Feature extraction and machine learning techniques for identifying historic urban environmental hazards: New methods to locate lost fossil fuel infrastructure in US cities
Author(s) -
Jonathan Tollefson,
Scott Frickel,
María Isabel Restrepo
Publication year - 2021
Publication title -
plos one
Language(s) - English
Resource type - Journals
SCImago Journal Rank - 0.99
H-Index - 332
ISSN - 1932-6203
DOI - 10.1371/journal.pone.0255507
Subject(s) - feature extraction , coding (social sciences) , identification (biology) , computer science , artificial neural network , fossil fuel , artificial intelligence , biology , ecology , mathematics , statistics
U.S. cities contain unknown numbers of undocumented “manufactured gas” sites, legacies of an industry that dominated energy production during the late-19th and early-20th centuries.
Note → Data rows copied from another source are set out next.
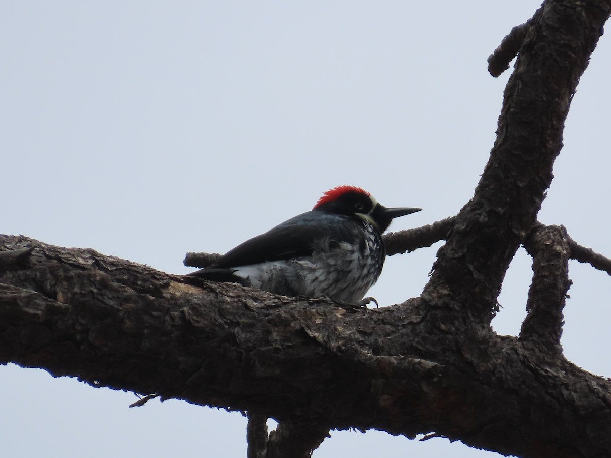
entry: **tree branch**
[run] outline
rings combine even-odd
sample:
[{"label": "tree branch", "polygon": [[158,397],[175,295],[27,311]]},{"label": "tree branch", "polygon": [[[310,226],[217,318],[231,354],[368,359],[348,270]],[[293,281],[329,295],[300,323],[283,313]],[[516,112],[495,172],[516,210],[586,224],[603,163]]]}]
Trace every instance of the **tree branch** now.
[{"label": "tree branch", "polygon": [[516,26],[505,36],[499,47],[488,57],[488,71],[498,78],[509,68],[509,63],[518,56],[530,26],[529,23]]},{"label": "tree branch", "polygon": [[425,287],[431,307],[450,303],[489,324],[505,273],[551,183],[573,95],[610,11],[609,1],[550,1],[528,22],[490,159]]},{"label": "tree branch", "polygon": [[571,259],[580,263],[587,263],[595,269],[606,272],[611,275],[611,259],[594,252],[591,249],[582,246],[570,238],[569,243],[571,245]]},{"label": "tree branch", "polygon": [[[329,427],[436,432],[524,457],[611,449],[611,382],[452,307],[196,288],[92,250],[0,237],[0,251],[26,245],[29,265],[0,272],[0,363],[257,412],[283,424],[281,450],[314,447]],[[297,424],[312,429],[295,436]]]},{"label": "tree branch", "polygon": [[557,356],[561,352],[562,310],[571,283],[569,240],[564,227],[538,226],[524,242],[533,257],[533,279],[520,339],[536,339]]}]

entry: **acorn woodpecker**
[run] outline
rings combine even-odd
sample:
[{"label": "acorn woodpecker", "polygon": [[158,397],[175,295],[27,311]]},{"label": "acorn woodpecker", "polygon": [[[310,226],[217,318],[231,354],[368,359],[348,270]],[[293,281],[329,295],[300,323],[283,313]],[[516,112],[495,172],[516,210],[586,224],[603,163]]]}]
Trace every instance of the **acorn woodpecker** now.
[{"label": "acorn woodpecker", "polygon": [[382,234],[392,219],[421,209],[387,208],[360,187],[337,186],[310,211],[189,275],[283,296],[356,304],[382,272],[386,254]]}]

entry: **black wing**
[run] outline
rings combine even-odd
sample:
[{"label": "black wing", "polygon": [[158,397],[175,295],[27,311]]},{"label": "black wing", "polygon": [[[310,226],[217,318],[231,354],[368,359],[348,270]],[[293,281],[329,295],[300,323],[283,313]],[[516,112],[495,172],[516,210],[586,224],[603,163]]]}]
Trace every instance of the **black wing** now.
[{"label": "black wing", "polygon": [[[350,219],[339,215],[324,214],[321,224],[321,212],[307,212],[276,226],[265,234],[253,237],[227,252],[206,269],[189,275],[197,275],[210,270],[225,269],[249,266],[266,261],[291,259],[307,256],[314,250],[318,241],[329,238],[332,242],[352,240],[354,231],[350,230]],[[332,229],[331,231],[330,230]],[[332,232],[332,237],[329,236]]]}]

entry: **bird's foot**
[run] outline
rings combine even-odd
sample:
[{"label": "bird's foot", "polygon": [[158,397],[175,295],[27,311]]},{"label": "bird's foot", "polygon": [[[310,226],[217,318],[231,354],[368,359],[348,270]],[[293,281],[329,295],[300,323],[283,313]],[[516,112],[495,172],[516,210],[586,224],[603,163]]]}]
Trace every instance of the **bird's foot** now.
[{"label": "bird's foot", "polygon": [[379,304],[378,304],[378,301],[376,300],[375,297],[364,297],[359,301],[357,305],[363,307],[364,308],[367,308],[367,304],[371,304],[371,302],[373,302],[376,305],[376,308],[379,308]]}]

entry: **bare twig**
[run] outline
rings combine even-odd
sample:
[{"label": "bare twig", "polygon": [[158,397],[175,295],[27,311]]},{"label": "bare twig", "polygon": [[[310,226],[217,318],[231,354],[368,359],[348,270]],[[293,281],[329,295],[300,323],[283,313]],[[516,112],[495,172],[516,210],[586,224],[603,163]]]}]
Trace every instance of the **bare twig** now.
[{"label": "bare twig", "polygon": [[430,247],[440,240],[445,240],[454,225],[454,220],[455,217],[450,216],[422,227],[389,232],[384,236],[387,255],[412,252],[419,248]]}]

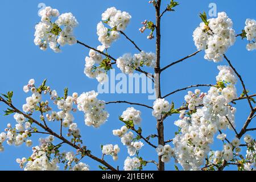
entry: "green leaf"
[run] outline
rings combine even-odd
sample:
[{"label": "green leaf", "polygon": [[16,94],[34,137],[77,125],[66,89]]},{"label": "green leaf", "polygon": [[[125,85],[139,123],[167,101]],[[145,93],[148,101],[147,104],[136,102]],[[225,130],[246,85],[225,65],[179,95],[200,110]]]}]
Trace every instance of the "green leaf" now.
[{"label": "green leaf", "polygon": [[174,167],[175,168],[176,171],[179,171],[177,166],[176,164],[174,164]]},{"label": "green leaf", "polygon": [[245,32],[245,30],[242,30],[242,34],[240,34],[240,36],[242,38],[242,39],[243,39],[247,37],[246,32]]},{"label": "green leaf", "polygon": [[174,0],[171,0],[170,5],[168,5],[167,6],[167,11],[174,11],[175,10],[174,10],[172,8],[178,6],[179,5],[179,4],[177,2],[174,1]]},{"label": "green leaf", "polygon": [[9,104],[11,104],[11,98],[12,98],[13,96],[13,91],[9,91],[6,94],[2,94],[2,95],[7,99],[7,101]]},{"label": "green leaf", "polygon": [[142,129],[141,129],[141,127],[139,127],[139,129],[138,129],[137,131],[138,131],[138,133],[141,134],[141,133],[142,132]]},{"label": "green leaf", "polygon": [[207,15],[205,12],[204,12],[203,14],[200,13],[199,16],[200,16],[203,22],[204,22],[206,26],[208,26],[209,22],[207,20]]},{"label": "green leaf", "polygon": [[46,86],[46,81],[47,79],[44,80],[41,85],[40,85],[40,86],[38,88],[38,92],[41,93],[43,90],[46,90],[47,89],[47,87]]},{"label": "green leaf", "polygon": [[110,59],[108,57],[104,59],[101,63],[100,63],[100,68],[104,69],[106,71],[108,71],[109,70],[112,69]]},{"label": "green leaf", "polygon": [[4,115],[8,115],[9,114],[13,114],[15,112],[14,110],[8,108],[6,110],[3,111],[5,112]]},{"label": "green leaf", "polygon": [[67,97],[68,97],[68,88],[64,88],[64,98],[65,99],[66,99]]},{"label": "green leaf", "polygon": [[104,171],[108,170],[108,168],[107,168],[106,167],[101,166],[100,166],[100,165],[98,166],[98,168],[99,168],[100,169],[101,169],[104,170]]}]

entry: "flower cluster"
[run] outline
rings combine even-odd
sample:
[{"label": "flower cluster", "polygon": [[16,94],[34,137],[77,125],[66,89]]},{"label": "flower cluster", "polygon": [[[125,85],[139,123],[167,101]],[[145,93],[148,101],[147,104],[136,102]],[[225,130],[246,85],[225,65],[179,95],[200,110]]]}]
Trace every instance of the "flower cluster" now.
[{"label": "flower cluster", "polygon": [[[7,124],[7,128],[5,129],[7,134],[2,133],[0,134],[0,148],[1,148],[1,143],[5,139],[7,139],[7,143],[10,146],[14,144],[18,146],[26,143],[27,146],[31,146],[32,140],[28,139],[31,135],[31,132],[33,131],[33,129],[31,127],[31,123],[26,121],[26,118],[23,114],[15,113],[14,118],[17,124],[13,128],[10,123]],[[2,150],[3,150],[3,147],[2,146]]]},{"label": "flower cluster", "polygon": [[168,144],[164,146],[159,144],[155,150],[158,155],[162,156],[161,160],[163,163],[168,162],[171,158],[174,156],[174,150]]},{"label": "flower cluster", "polygon": [[246,163],[244,168],[246,171],[255,171],[256,169],[256,143],[249,135],[245,135],[243,140],[246,143],[247,147],[245,156]]},{"label": "flower cluster", "polygon": [[23,86],[23,91],[26,93],[31,90],[32,94],[31,97],[27,97],[26,99],[26,104],[22,106],[23,111],[26,113],[32,113],[36,107],[36,105],[41,101],[41,94],[38,92],[37,89],[35,86],[35,80],[30,79],[28,84]]},{"label": "flower cluster", "polygon": [[[105,48],[99,46],[97,48],[100,51],[103,51]],[[89,57],[85,57],[85,67],[84,68],[85,75],[89,78],[96,78],[100,83],[106,81],[108,77],[106,71],[100,67],[96,66],[96,64],[100,64],[103,61],[101,55],[94,50],[90,49],[89,52]]]},{"label": "flower cluster", "polygon": [[4,132],[0,133],[0,152],[3,151],[5,148],[3,146],[3,143],[6,139],[6,134]]},{"label": "flower cluster", "polygon": [[225,65],[218,66],[220,71],[218,76],[216,76],[217,82],[226,82],[232,84],[235,84],[237,82],[234,71],[229,67]]},{"label": "flower cluster", "polygon": [[40,138],[39,139],[40,144],[32,148],[33,153],[30,157],[27,160],[24,158],[22,159],[17,159],[17,163],[21,168],[24,167],[25,171],[58,170],[57,164],[60,162],[58,158],[49,157],[50,154],[55,154],[56,152],[52,143],[53,140],[54,138],[52,135],[46,139]]},{"label": "flower cluster", "polygon": [[245,27],[245,31],[246,33],[247,40],[249,43],[246,46],[246,49],[248,51],[253,51],[256,49],[256,20],[255,19],[247,19],[245,22],[246,26]]},{"label": "flower cluster", "polygon": [[141,111],[134,107],[128,107],[121,115],[124,121],[132,121],[134,125],[140,125],[141,121]]},{"label": "flower cluster", "polygon": [[141,51],[132,56],[126,53],[117,60],[117,66],[125,74],[133,73],[135,69],[143,66],[154,67],[155,55],[152,52]]},{"label": "flower cluster", "polygon": [[[229,73],[230,77],[234,76],[230,72]],[[224,78],[224,77],[221,78],[222,81],[227,82]],[[230,80],[229,77],[227,78]],[[233,130],[231,125],[236,127],[234,114],[236,109],[228,105],[236,97],[236,88],[232,84],[223,89],[211,87],[203,97],[203,107],[197,109],[192,112],[192,114],[191,112],[187,117],[184,117],[184,112],[181,113],[180,118],[182,119],[175,122],[175,125],[180,129],[181,131],[173,140],[175,157],[184,170],[200,169],[205,156],[210,151],[209,145],[213,143],[216,132],[227,127]],[[238,142],[234,140],[235,143],[237,146]],[[225,145],[224,149],[225,159],[227,160],[232,159],[232,146]]]},{"label": "flower cluster", "polygon": [[118,31],[126,28],[131,16],[128,13],[122,12],[112,7],[102,13],[101,17],[103,23],[106,23],[111,29],[106,27],[102,22],[100,22],[97,26],[97,34],[98,40],[106,48],[108,48],[113,42],[118,39]]},{"label": "flower cluster", "polygon": [[152,114],[159,119],[161,118],[162,114],[168,112],[171,107],[171,105],[164,98],[158,98],[154,102],[154,110],[152,111]]},{"label": "flower cluster", "polygon": [[113,130],[115,136],[121,138],[121,142],[127,146],[128,154],[130,156],[134,156],[141,149],[144,144],[141,141],[134,142],[134,134],[131,131],[128,131],[126,126],[122,126],[121,129]]},{"label": "flower cluster", "polygon": [[236,41],[236,35],[232,29],[232,20],[225,12],[218,13],[218,17],[200,23],[193,33],[195,44],[198,50],[204,49],[204,58],[214,62],[223,59],[223,54]]},{"label": "flower cluster", "polygon": [[[46,7],[39,12],[41,22],[35,26],[34,43],[42,50],[46,50],[48,45],[55,52],[60,52],[60,46],[66,44],[69,45],[76,43],[73,35],[73,28],[78,22],[71,13],[60,15],[57,9]],[[55,22],[53,17],[57,17]]]},{"label": "flower cluster", "polygon": [[77,108],[84,113],[85,125],[99,127],[109,117],[104,110],[105,101],[97,98],[98,93],[93,90],[83,93],[77,99]]},{"label": "flower cluster", "polygon": [[114,146],[112,144],[106,144],[102,147],[102,154],[105,155],[110,155],[113,157],[113,160],[117,160],[118,156],[117,154],[120,151],[118,144],[115,144]]},{"label": "flower cluster", "polygon": [[189,110],[194,110],[196,107],[203,104],[203,98],[206,93],[201,93],[200,90],[196,89],[195,93],[191,91],[188,92],[188,94],[185,95],[185,101],[188,104],[188,107]]},{"label": "flower cluster", "polygon": [[89,171],[90,167],[84,163],[80,162],[73,167],[72,171]]},{"label": "flower cluster", "polygon": [[127,157],[125,160],[123,169],[125,171],[134,171],[141,167],[141,162],[136,157]]}]

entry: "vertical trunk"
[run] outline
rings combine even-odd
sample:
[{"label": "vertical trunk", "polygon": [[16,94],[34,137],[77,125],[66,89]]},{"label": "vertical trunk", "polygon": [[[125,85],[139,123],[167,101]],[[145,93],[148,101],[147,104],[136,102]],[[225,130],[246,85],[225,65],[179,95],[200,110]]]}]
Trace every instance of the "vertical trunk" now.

While many of these unidentified sites likely contain significant levels of highly toxic and biologically persistent contamination, locating them remains a significant challenge. We propose a new method to identify manufactured gas production, storage, and distribution infrastructure in bulk by applying feature extraction and machine learning techniques to digitized historic Sanborn fire insurance maps. Our approach, which relies on a two-part neural network to classify candidate map regions, increases the rate of site identification 20-fold compared to unaided visual coding.